Pete wrote:
>
>
> In message <[EMAIL PROTECTED]
> <mailto:6930a4490808202319i3e083eag42429100c0482a2d%40mail.gmail.com>>,
> Martinus Hadiwinata <[EMAIL PROTECTED]
> <mailto:martinus.ardian%40gmail.com>> writes
> >Hi Guys,
> >
> >I got this warning on several page:
> >*Warning*: mysql_free_result(): 25 is not a valid MySQL result resource
> >
> >Does anyone know how to get rid this warning message that appears on a
> page
> >without using error_reporting() function?
> >
> >I have checked my syntax and they seem fine and correct.
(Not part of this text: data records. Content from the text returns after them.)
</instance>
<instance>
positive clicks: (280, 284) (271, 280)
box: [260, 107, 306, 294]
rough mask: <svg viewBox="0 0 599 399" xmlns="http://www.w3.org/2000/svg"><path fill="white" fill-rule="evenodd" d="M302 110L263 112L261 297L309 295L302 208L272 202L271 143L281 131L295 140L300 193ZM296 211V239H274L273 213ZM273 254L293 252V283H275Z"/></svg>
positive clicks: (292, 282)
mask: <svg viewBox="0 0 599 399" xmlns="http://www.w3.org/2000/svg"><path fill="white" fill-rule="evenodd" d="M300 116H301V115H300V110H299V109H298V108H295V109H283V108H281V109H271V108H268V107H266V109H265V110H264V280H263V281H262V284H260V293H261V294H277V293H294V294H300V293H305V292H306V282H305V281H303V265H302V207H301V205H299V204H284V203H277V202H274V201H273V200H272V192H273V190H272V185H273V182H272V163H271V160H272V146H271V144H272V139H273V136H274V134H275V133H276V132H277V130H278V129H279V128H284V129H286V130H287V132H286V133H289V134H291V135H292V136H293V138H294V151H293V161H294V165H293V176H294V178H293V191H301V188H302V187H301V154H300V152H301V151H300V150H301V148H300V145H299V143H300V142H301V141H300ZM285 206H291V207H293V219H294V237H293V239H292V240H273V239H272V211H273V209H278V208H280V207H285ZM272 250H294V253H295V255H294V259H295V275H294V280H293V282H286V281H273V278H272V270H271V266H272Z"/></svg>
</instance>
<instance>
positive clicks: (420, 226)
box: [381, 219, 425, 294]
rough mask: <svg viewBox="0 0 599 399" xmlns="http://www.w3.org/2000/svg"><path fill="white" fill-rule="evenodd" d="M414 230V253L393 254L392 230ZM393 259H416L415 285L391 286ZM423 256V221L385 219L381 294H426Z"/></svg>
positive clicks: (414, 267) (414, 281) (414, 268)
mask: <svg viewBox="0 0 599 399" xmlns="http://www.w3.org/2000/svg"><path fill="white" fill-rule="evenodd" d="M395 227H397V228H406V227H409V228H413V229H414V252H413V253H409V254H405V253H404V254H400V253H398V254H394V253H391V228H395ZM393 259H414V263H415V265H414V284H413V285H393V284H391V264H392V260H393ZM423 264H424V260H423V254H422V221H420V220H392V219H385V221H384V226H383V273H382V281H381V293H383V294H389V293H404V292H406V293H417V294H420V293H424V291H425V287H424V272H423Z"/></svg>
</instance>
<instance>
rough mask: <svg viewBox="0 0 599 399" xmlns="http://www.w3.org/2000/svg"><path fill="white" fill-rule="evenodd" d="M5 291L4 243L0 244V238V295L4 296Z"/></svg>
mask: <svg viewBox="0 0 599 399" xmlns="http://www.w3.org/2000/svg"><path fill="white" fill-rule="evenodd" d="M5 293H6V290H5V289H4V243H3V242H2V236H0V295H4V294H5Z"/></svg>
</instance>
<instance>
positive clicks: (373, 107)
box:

Moreover, the
> page
> >displays the items as it should be.
>
> As it would do, since free result would come after displaying the data.
>
> Suggestions
>
> 1) Don't use it <G> it isn't usually necessary, unless you are
> returning huge datasets, as the memory is freed when the script ends, if
> you are not using persistent connections.
>
> 2) You should be feeding it with the variable which you get from your
> query
> $result = mysql_query("SELECT * FROM everything");
> ...
> mysql_free_result($result)
>
> and $result won't contain 25, which is what you get in your error
> message. It should be a resource, not a number.
>
> --
> Pete Clark
<rant>
Come on Pete, "don't use it" is a terrible answer. True, you may not
need the mysql_free_result in some cases but the only way to better
learn PHP is to debug, not to throw out useful code because it causes an
error.
</rant>
To answer the original question, there are a couple things off the top
of my head that will cause this.
1. You have closed the mysql connection. "mysql_close();"
2. You have not given the mysql_free_result the correct query handle.
Your code should look something like this:
$db = mysql_connect('server','user','pass);
$q = mysql_query('select * from wherever',$db);
-- some code here to do something with your result ---
mysql_free_result($q);
bp